Aqui falha-me a memória se foi alguém que caridosamente me depositou no Hospital de Luanda, ou algum táxi que consegui apanhar, mas dado o adiantado da hora, acredito mais na primeira hipótese.

Dou então comigo no hospital a ser cozido na cara a sangue frio, sem grande desinfecção e lavagem das feridas, de tal modo que passados muitos, muitos anos, ainda andava a tirar pedaços ínfimos de vidros, sobretudo nas sobrancelhas, à medida que eram rejeitados pelo corpo.
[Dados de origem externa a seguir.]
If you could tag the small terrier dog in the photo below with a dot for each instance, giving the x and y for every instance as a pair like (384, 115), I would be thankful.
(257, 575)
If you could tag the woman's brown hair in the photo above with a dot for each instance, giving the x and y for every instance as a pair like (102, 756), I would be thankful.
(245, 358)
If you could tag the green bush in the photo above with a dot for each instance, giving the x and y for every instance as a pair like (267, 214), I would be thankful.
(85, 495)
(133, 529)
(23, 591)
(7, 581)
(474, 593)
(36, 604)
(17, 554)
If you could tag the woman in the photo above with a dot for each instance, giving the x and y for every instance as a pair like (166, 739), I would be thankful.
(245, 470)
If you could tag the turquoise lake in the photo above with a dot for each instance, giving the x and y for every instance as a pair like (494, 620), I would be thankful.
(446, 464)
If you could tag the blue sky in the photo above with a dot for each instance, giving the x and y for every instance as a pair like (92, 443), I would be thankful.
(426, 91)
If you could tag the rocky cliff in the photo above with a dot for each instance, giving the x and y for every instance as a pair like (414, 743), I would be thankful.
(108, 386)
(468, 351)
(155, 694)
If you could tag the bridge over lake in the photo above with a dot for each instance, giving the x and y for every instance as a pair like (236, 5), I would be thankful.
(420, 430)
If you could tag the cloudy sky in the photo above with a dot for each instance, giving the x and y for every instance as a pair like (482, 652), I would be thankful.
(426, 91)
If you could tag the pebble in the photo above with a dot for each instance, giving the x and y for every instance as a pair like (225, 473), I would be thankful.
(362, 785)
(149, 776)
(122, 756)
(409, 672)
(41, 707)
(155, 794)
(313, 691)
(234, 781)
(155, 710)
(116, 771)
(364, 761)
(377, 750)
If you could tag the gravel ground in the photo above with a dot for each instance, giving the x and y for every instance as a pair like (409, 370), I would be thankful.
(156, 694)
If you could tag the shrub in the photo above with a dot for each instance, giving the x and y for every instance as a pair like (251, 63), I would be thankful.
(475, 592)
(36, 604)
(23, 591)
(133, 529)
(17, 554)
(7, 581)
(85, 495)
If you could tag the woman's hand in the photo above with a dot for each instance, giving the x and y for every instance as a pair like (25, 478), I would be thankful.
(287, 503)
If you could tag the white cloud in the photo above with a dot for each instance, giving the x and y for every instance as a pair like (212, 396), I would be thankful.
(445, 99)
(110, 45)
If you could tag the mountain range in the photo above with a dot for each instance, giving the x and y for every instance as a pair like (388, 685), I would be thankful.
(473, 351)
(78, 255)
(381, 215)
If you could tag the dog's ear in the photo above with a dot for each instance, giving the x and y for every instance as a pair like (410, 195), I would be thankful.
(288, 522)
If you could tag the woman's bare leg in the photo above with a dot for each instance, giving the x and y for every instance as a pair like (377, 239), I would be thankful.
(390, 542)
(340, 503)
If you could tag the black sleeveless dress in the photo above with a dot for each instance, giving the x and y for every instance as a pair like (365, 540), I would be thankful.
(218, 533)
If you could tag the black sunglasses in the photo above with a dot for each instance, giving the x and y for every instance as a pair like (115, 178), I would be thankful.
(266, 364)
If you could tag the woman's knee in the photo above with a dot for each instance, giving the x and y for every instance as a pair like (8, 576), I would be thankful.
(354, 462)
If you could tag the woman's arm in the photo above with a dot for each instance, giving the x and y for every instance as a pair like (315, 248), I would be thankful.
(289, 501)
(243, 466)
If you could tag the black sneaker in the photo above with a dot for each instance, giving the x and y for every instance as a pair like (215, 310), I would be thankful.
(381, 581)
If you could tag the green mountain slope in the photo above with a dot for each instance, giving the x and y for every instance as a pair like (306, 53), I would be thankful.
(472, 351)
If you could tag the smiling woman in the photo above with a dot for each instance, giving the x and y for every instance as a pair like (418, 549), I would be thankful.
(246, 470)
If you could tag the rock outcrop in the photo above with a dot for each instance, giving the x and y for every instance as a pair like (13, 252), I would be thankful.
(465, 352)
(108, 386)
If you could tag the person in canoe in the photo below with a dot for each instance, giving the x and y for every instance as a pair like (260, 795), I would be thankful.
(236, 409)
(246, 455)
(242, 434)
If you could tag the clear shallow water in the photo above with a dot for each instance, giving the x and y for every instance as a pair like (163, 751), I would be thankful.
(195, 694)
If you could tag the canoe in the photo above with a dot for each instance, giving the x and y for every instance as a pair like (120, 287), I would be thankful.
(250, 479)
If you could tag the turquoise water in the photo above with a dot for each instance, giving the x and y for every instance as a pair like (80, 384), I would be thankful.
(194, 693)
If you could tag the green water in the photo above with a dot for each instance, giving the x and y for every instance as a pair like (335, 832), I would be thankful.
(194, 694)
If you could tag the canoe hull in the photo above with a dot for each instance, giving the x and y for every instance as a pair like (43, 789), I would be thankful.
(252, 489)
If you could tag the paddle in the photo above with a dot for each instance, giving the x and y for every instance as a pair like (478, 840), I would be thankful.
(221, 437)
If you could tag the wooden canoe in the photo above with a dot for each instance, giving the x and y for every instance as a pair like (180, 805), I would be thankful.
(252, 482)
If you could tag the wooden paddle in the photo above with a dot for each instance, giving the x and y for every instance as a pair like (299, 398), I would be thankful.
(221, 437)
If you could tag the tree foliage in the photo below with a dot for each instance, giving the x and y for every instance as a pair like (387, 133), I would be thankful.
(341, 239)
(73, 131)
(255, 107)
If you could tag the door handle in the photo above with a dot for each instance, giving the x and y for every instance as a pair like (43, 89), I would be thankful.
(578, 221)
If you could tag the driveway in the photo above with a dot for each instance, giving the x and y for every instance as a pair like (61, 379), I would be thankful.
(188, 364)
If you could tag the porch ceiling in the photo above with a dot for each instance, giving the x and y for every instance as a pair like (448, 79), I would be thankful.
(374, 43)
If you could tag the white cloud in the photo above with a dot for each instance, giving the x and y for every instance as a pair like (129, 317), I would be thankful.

Enfim, coisas que acontecem!!!

Dispensado pelos médicos, (ou lá quem é que me coseu), parti sozinho à procura da saída do hospital, em tronco nu, visto que a T-shirt que vestia tinha sido cortada no hospital.

Junto à saída do hospital, ou já cá fora (não me lembro bem), tinha à minha espera um ou dois agentes da PSP bem como um Alferes do Exército (com soldados numa Berliet), que me identificaram, tendo-me informado que estava detido por ter assaltado uma loja de cortes de fazenda.

Julguei que estava mais bebido do que estava, ou que aquilo era uma partida muito parva e sem sentido. Fosse como fosse, invocando a minha recente situação de Alferes Miliciano na Guiné e argumentando não sei muito bem como, lá consegui que o Alferes me levasse na Berliet até ao local do acidente, (em vez de ir com a PSP, naqueles tempos após o 25 de Abril os militares mandavam mais), para lhe provar que tudo aquilo era uma estupidez sem sentido.

Lá chegámos ao local onde estava o meu carro, diga-se de passagem bastante destruído, e qual não é o meu espanto quando verifico que por cima do capot no exterior, bem como nos bancos no interior do carro, estavam diversos cortes de fazenda!!!

O espanto foi total e tive de me render à evidência, permitindo que os militares me levassem para a esquadra da PSP. Aí chegado, convenci os agentes de que precisava de telefonar para resolver de vez aquele assunto, que nada tinha a ver comigo.

Claro que a melhor opção era telefonar para a Base Aérea de Luanda, onde tinha amigos, e até podia ser que o Major Pil Av Luís Quintanilha, (meu particular amigo e companheiro nesses tempos), tivesse chegado de Lisboa e me pudesse ajudar.

Assim não aconteceu e, não sei como, dei comigo a falar com o Major Bessa (*), Piloto Aviador já falecido, que era meu conhecido e amigo desde os tempos da Base de Monte Real, em que eu convivia, (embora mais novo), com os Pilotos da Força Aérea.

Foi-me buscar à esquadra da PSP e com promessas de retorno rápido, etc., e pela “autoridade conferida” aos militares nesse tempo, lá fomos no seu carro, tendo-o eu convencido a voltarmos ao local do acidente.

Aí chegados, (era uma zona de moradias), batemos à porta da casa mais perto do acidente e perguntámos se, por acaso, tinham visto alguma coisa. Não foi preciso ir mais longe, porque o dono da casa informou logo que estando acordado àquela hora da madrugada em que se deu o acidente, tinha antes ouvido barulho na rua e espreitado para perceber o que se passava.

Contou ele que viu dois ou três vultos, carregando os tais cortes de fazenda, e que os mesmos largaram tudo e fugiram quando o meu carro entrou pela rua sem saída. Mais informou, que tendo-me visto ir embora, e como os cortes de fazenda estavam no chão da rua, para não se estragarem os colocou no capot e nos bancos do carro!!!

Trabalho de investigação concluído, foi regressar à esquadra e dizer àquele pessoal que fizessem o trabalho como devia ser!

Ainda hoje estou para perceber porque é que o dono da casa se preocupou tanto com os cortes de fazenda e não comigo??? Mistérios da natureza!!!

A história é verdadeira, mas pode, obviamente, ter algumas lacunas ou imprecisões, dado o tempo já passado, (41 anos), e sobretudo o tempo que naquela altura se vivia com uma guerra civil diária em Luanda, entre os três movimentos políticos angolanos.

E assim passei a ser, durante algum tempo, ladrão de cortes de fazenda!!!


Joaquim Mexia Alves
10 de Janeiro de 2016

(*) Manuel Bessa Rodrigues Azevedo
http://blogueforanadaevaotres.blogspot.pt/2014/11/guine-6374-p13845-in-memoriam-201.html
(Com a devida vénia à Tabanca Grande, claro!)